Puis elle alla s’asseoir aux sables du rivage,
Les yeux illuminés d’une terreur sauvage,
Les cheveux dénoués et mêlés de roseaux,
Et l’épaule bleuie à l’étreinte des eaux.
   Là, pleine d’amertume en son âme qui saigne,
Et regardant les fronts que la lumière baigne,
Elle chercha des yeux le mortel assez grand
Pour tenir la cithare où pleure un souffle errant.

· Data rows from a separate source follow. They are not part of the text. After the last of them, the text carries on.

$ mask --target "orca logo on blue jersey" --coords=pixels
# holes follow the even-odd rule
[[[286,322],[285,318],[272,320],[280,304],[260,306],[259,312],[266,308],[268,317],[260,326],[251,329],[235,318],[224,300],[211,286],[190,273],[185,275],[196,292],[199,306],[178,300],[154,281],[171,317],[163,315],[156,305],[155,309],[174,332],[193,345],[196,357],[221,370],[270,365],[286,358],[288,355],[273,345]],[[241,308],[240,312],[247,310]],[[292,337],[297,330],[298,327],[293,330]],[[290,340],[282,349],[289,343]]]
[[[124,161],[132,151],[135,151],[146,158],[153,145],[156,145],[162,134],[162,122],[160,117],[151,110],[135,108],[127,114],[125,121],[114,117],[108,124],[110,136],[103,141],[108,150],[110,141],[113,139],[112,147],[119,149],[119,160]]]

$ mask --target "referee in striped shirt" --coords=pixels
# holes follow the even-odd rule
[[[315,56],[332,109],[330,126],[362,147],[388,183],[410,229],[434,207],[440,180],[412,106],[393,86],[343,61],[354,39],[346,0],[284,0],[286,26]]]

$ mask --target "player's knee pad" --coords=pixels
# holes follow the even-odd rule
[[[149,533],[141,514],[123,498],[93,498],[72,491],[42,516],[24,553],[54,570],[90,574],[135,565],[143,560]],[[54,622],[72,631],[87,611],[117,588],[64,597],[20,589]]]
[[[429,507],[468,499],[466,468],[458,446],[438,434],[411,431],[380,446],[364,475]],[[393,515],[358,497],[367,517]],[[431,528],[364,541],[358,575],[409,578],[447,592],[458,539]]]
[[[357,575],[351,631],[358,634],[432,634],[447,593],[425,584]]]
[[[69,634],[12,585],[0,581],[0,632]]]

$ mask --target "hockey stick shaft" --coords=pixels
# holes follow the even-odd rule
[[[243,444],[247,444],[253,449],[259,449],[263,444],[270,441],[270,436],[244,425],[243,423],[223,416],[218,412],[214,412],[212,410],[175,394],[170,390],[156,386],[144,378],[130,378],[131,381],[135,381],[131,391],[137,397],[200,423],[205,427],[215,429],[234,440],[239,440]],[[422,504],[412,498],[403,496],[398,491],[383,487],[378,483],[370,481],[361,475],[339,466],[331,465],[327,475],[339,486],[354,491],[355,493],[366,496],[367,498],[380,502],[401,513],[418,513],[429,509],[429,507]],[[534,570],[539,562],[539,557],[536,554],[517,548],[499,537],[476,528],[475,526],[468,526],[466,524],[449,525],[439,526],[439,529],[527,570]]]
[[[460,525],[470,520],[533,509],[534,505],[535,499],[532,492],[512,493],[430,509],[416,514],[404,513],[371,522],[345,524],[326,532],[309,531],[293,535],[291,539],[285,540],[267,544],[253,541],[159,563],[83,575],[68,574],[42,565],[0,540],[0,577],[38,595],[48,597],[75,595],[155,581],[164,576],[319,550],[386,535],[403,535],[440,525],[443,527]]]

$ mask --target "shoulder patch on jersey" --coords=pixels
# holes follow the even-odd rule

Mais nul n’osa prétendre à ce divin trophée
De mort et d’harmonie. Ainsi mourut Orphée,
La Lyre. Mais plus tard ce fut de son esprit
Errant dans les grands bois où l’herbe en fleur sourit,
Mais que le bûcheron frappe de sa cognée ;
Ce fut de son amour, de son âme indignée
Que naquirent tous ceux dont le chant vif et clair
S’envole dans l’orage en feu comme l’éclair
Et plane comme un aigle au sein des cieux féeriques,
Les dompteurs, les charmeurs, les poètes lyriques :
Tyrtée, Alcée en pleurs dont les vers fulgurants
Ont jeté la terreur dans l’âme des tyrans,
Et dont la sombre haine invincible et crispée
Se retrouve, ô Chénier ! sur ta tête coupée ;
Pindare que d’en haut suivent les Dieux épars,
Qui chante dans le bruit des coursiers et des chars
Et qui s’envole au but sacré tout d’une haleine !
Et toi, grande Sappho, reine de Mitylène !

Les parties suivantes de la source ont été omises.